Run Bril on Raspberry Pi Natively
Bril comes with a reference interpreter brili
,
which allows any platform that supports Node.js to run Bril code.
The downside of using an interpreter is that
the performance is usually not as good as a native binary.
Therefore, it would be more efficient (and cool) if Bril could be run natively on a ARMv8 processor.
In this project, I am going to build a code translator that
translate Bril to AArch64 assembly,
so that it can run on a 64-bit Raspberry Pi (Raspberry Pi 2B v1.2 or later versions)
or any other 64-bit ARM devices with the AArch64 architecture.
Design and Implementation
This section will discuss how the translator is designed and implemented. Although there are almost one-to-one mappings between Bril instructions and AArch64 assembly, there are still some details that needs to be carefully designed to support current and future functions of Bril.
Types
Currently there are two values types in Bril:
int
: 64-bit two's complement signed integer type. It is equivalent to theint64_t
type in C. It will occupy 8 bytes of memory and fit in a single 64-bit register of 64-bit ARM processors.bool
: Boolean value that could be eithertrue
orfalse
. It is equivalent to thebool
type in C. It will occupy one whole byte in memory.
Variables and Stack Allocation
Currently, Bril only has local variables with the scope of entire function.
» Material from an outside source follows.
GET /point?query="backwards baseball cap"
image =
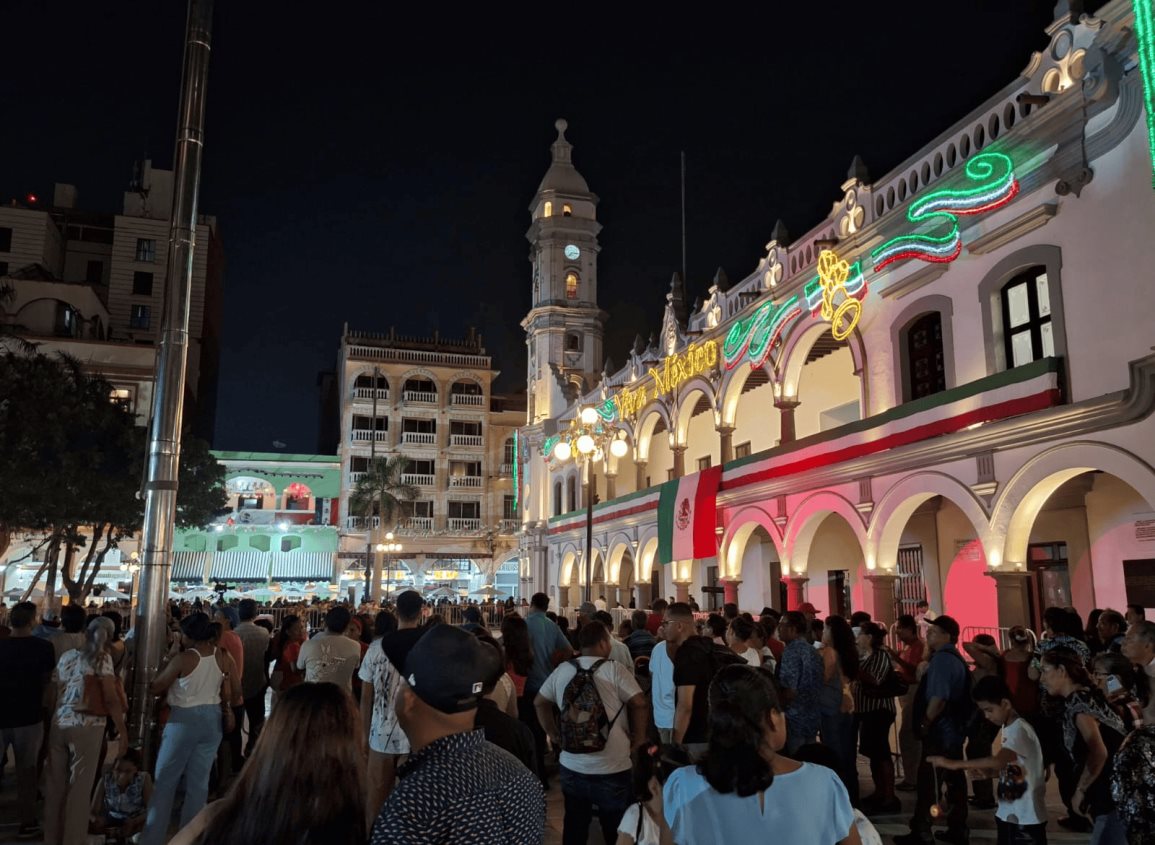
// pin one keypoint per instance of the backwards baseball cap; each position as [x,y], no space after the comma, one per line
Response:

Similar to the local variables in C, all local variables are stored on the stack frame of the current function.
|--frame pointer---|
| local variables |
|------------------|
| callee-save regs |
|------------------|
Unlike C, where variables needs to be explicitly declared,
Bril instruction with a dest
opcode will implicitly declare a variable.
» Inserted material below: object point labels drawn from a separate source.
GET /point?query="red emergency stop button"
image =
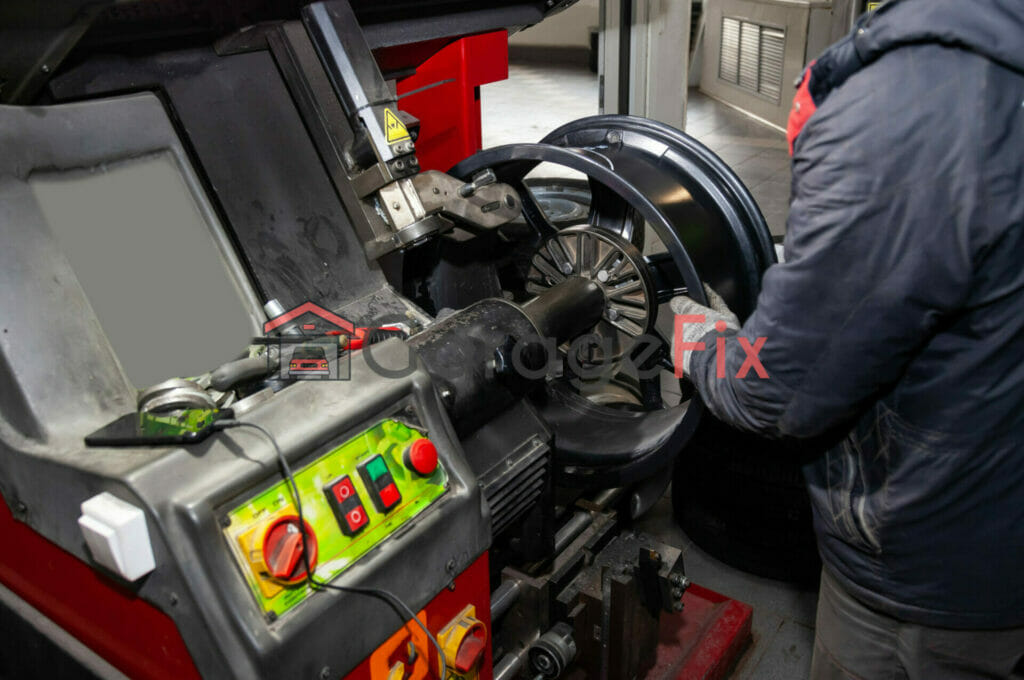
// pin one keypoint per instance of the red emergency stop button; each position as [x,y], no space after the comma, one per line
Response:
[421,457]
[283,546]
In order to build the symbol table and allocate stack space for all variables,
it needs to scan all instructions in the function and add all dest
variables to
the symbol table.
ARMv8 requires that the stack pointer is 16-byte aligned. One easy solution for stack allocation is that each variable occupies one 16-byte stack frame. However, this is very inefficient since current supported types have size of 8 bytes or less.
The better solution is to keep track of fragmented space on stack. When adding a new variable to the stack, it will check if there is any fragmented stack space is big enough for the variable. It will only increase the stack size by 16 bytes if there is no enough space.
For example, the following Bril program:
main {
a:int = const 1;
b:bool = const true;
c:int = const 1;
d:bool = const false;
}
will have stack allocation like this:
variable | offset |
---|---|
a | 0x0000 |
b | 0x0008 |
c | 0x0010 |
d | 0x0009 |
with free stack space 0x000A~0x000F
and 0x0018~0x001F
.
Program and Functions
Each Bril file contains one program, which is the top-level object.
Therefore, each Bril file can be translated into one AArch64 assembly file.
Similarly, main
function is the entry point for the program.
A function in AArch64 assembly consists a label as the function name and a sequence of instructions.
func-name:
instr1
instr2
...
At the beginning of a function, it will first push all callee-save registers
onto the stack, including the frame pointer (x29
) and the link register (x30
).
Then it will build the symbol table for the current function
and move the stack pointer and frame pointer accordingly to leave enough space
for all variables.
At the end of a function, there is a label indicating the return point.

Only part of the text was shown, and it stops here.